[Feature] support mistral small vlm
Checklist
- [ ] 1. If the issue you raised is not a feature but a question, please raise a discussion at https://github.com/sgl-project/sglang/discussions/new/choose Otherwise, it will be closed.
- [ ] 2. Please use English, otherwise it will be closed.
Motivation
https://mistral.ai/fr/news/mistral-small-3-1
Related resources
No response
hello everyone, could i help as a contributor with this issue? if yes, any tips on where to start ?
is this supported yet? @zhyncs
I think it not supported yet, maybe you can refer: https://docs.sglang.ai/references/supported_models.html#how-to-support-a-new-vlm
@zhaochenyang20 I would like to work on this issue!
@zhaochenyang20 I would like to work on this issue!
This should be a proposal, like what's on your plan to support it.
M3.1-S looks solid for my use case — mainly need an mmlm that runs on low-spec hw.
That said, I'd mention a few notes:
- it's basically a Mistral text model + Pixtral vision tower. We’ll likely need to add pixtral support, start by bringing in SGL-optimized layer ops and so. https://github.com/sgl-project/sglang/issues/2351
- MM data layer seems under heavy dev recently — any doc or example on what guidelines to follow when handling multimodal input for a new model? or any slack threads?
- (update) as I suspect, we may need alignments between mistral vs HF formats. https://github.com/vllm-project/vllm/issues/15212
M3.1-S looks solid for my use case — mainly need an mmlm that runs on low-spec hw.

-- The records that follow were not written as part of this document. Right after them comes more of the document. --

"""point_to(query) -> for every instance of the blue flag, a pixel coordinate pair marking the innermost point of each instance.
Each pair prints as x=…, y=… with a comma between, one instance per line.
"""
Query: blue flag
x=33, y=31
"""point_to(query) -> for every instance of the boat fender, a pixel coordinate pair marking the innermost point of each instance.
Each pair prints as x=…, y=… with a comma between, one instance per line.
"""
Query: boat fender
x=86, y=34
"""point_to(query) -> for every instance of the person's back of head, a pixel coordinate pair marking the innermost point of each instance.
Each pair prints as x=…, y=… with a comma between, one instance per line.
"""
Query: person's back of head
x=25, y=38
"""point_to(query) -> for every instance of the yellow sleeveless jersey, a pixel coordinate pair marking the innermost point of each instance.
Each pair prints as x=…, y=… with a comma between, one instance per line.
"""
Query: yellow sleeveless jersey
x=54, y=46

That said, I'd mention a few notes:
- it's basically a Mistral text model + Pixtral vision tower. We’ll likely need to add pixtral support, start by bringing in SGL-optimized layer ops and so.
- MM data layer seems under heavy dev recently — any doc or example on what guidelines to follow when handling multimodal input for a new model? or any slack threads?

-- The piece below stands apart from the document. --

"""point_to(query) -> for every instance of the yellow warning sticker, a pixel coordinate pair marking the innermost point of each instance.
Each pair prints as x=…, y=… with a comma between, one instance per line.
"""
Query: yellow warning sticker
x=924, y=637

- (update) as I suspect, we may need alignments between mistral vs HF formats. [Feature]: Mistral Small 3.1 HF support vllm-project/vllm#15212
thanks!
As https://github.com/sgl-project/sglang/issues/4518#issuecomment-2770738997 matches my preliminary investigation findings. Based on this, our implementation roadmap should be:
-
Pixtral Integration: https://github.com/sgl-project/sglang/issues/2351, which can be implemented with reference to https://github.com/huggingface/transformers/pull/33449
-
Mistral Small 3.1 Integration, in relation to https://github.com/vllm-project/vllm/pull/15505 & Release Mistral 3 (Based on v4.49.0))
Current Status and Implementation Plan:
-
Status Quo: sglang already supports Mistral Small 3, but lacks support for the vision tower (Pixtral model) in Mistral Small 3.1.
-
Implementation Strategy: First implement Pixtral support, following sglang's documentation for new VLM integration, building upon existing components like LlavaConfig.
-
Expected Outcome: Full support for Pixtral, followed by complete integration with Mistral Small 3.1.
-
Uncertainties: Given my technical limitations, I welcome any suggestions and collaboration opportunities. Feel free to reach out if interested in contributing.
-
Timeline: Estimated 1 week for Pixtral implementation, followed by swift integration of Mistral Small 3.1.
@zhaochenyang20
As #4518 (comment) matches my preliminary investigation findings. Based on this, our implementation roadmap should be:
- Pixtral Integration: [Feature] Support mistralai/Pixtral #2351, which can be implemented with reference to Add support for Pixtral huggingface/transformers#33449
- Mistral Small 3.1 Integration, in relation to [Model] Support Mistral3 in the HF Transformers format vllm-project/vllm#15505 & Release Mistral 3 (Based on v4.49.0))
Current Status and Implementation Plan:
- Status Quo: sglang already supports Mistral Small 3, but lacks support for the vision tower (Pixtral model) in Mistral Small 3.1.
- Implementation Strategy: First implement Pixtral support, following sglang's documentation for new VLM integration, building upon existing components like LlavaConfig.
- Expected Outcome: Full support for Pixtral, followed by complete integration with Mistral Small 3.1.
- Uncertainties: Given my technical limitations, I welcome any suggestions and collaboration opportunities. Feel free to reach out if interested in contributing.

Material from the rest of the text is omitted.